Saturday, October 17, 2020

Bliss

I’m home by myself for 2 nights. I’m under a pile of blanket listening to my piano playlist and Lee Sora. 

God it’s been awhile ...

Pandemic life makes me forget how healing solitude can be.

Feels so so good, and peaceful. 

God I didn’t realize I need this so much until I’m warm in bed in absolute silence but the cats’ paws stepping on wood floor, the sound of acoustic guitar and piano

🥺 

I love this so much.


Thursday, September 17, 2020

9/14/2014

 “The seed of suffering in you may be strong, but don't wait until you have no more suffering before allowing yourself to be happy." 

- Thich Nhat Hanh.

Saturday, September 12, 2020

The kid on the hill

I was going to write that these days I've been feeling too much

then I realize I feel too much my entire life haha..

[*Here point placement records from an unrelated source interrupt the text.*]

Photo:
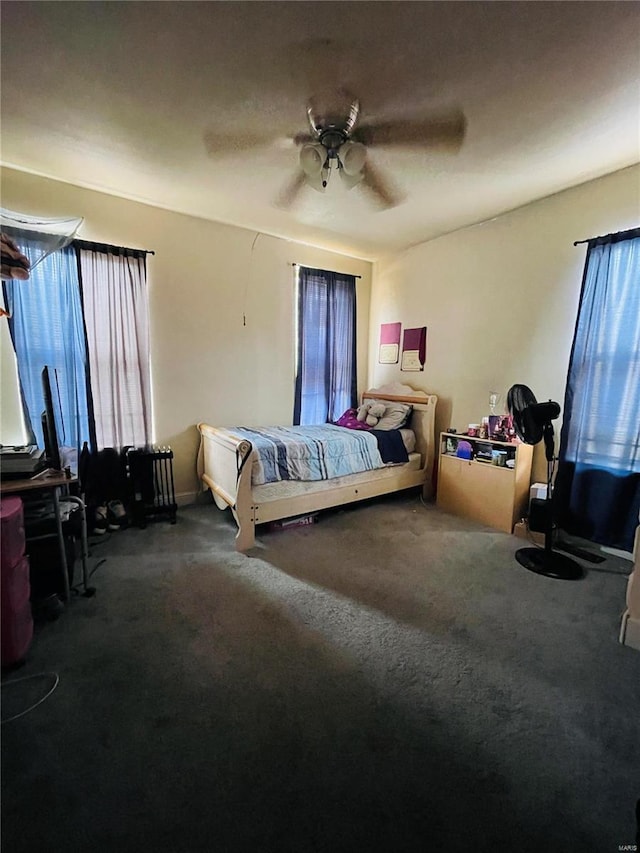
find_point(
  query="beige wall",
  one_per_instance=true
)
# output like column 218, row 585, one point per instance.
column 499, row 299
column 207, row 365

I want to get a new tattoo. Few more weeks Sept will be over and I can start over again, clean and re-organizing my disoriented life, repot the plants, and maybe get a hair cut, and more tattoos..




Today I wanted to go back to when I was 13 year old, sitting at Mimosa hill under the clear sky looking out to the green tea plantation and telling myself to carve that afternoon carefully in my memory.

Monday, August 10, 2020

“Even if our footsteps may not align,

I’d like to walk on this path with you.

Still will you.”


Thursday, July 30, 2020

Days of reminiscence and uncertainty

I spent the past few days listening to my old favorite Studio Ghibli piano songs. It’s been a while that I forgot how mind calming they could be. And they make me feel things in my heart, things Idk how I explain.. a bit of tranquility, reassurance or contentment? maybe some consolation too..

These days Im anxious. I talk in my head every night to calm myself. They said self compassion is also important but sometimes we forget about it. I watched Joe Hisaishi play Summer. I looked at him with his piano and I could see evidence of time passing on his features. But he played with the same heart. 
Me, who has no talent in music, always find myself in awe with admiration and gratitude for the artists, the composers, the performers. Their creation, their crafts keep me going. 
When pp ask what youre most grateful for. The first thing in my mind will always be that my hearing is intact.. 

I, too, would be thankful if I can grow old with the same heart. 

I had 2 really yummy fruit teas the past 2 days. Made me feel so good.

I listened to a new song I Build A Friend by Alec Benjamin today and felt a lump in my throat. Such a sad yet endearing song. It‘s technically not new. His voice really compliments this one😢. It’s truly his song. 

My cats r about to murder each other, at midnight.

...
I wish i’m better at expressing myself. I suck in both languages haha

I miss the kids.. missing out on many of their stuffs. JK is really inspiring he really improved so much. This kid is crazy talented and diligent T_T 

...
Goodnight.

Monday, July 13, 2020

Are there people in the world who are also too quick to feel and too much at once?

Growing up I’m thankful for it.. Despite its sad sad core, I think it’s made me kind, and resilient, and empathetic. 
But there are days out of the blue when all those emotions rush back and I got caught in the moments. 
And there’s an elephant sitting on my chest. 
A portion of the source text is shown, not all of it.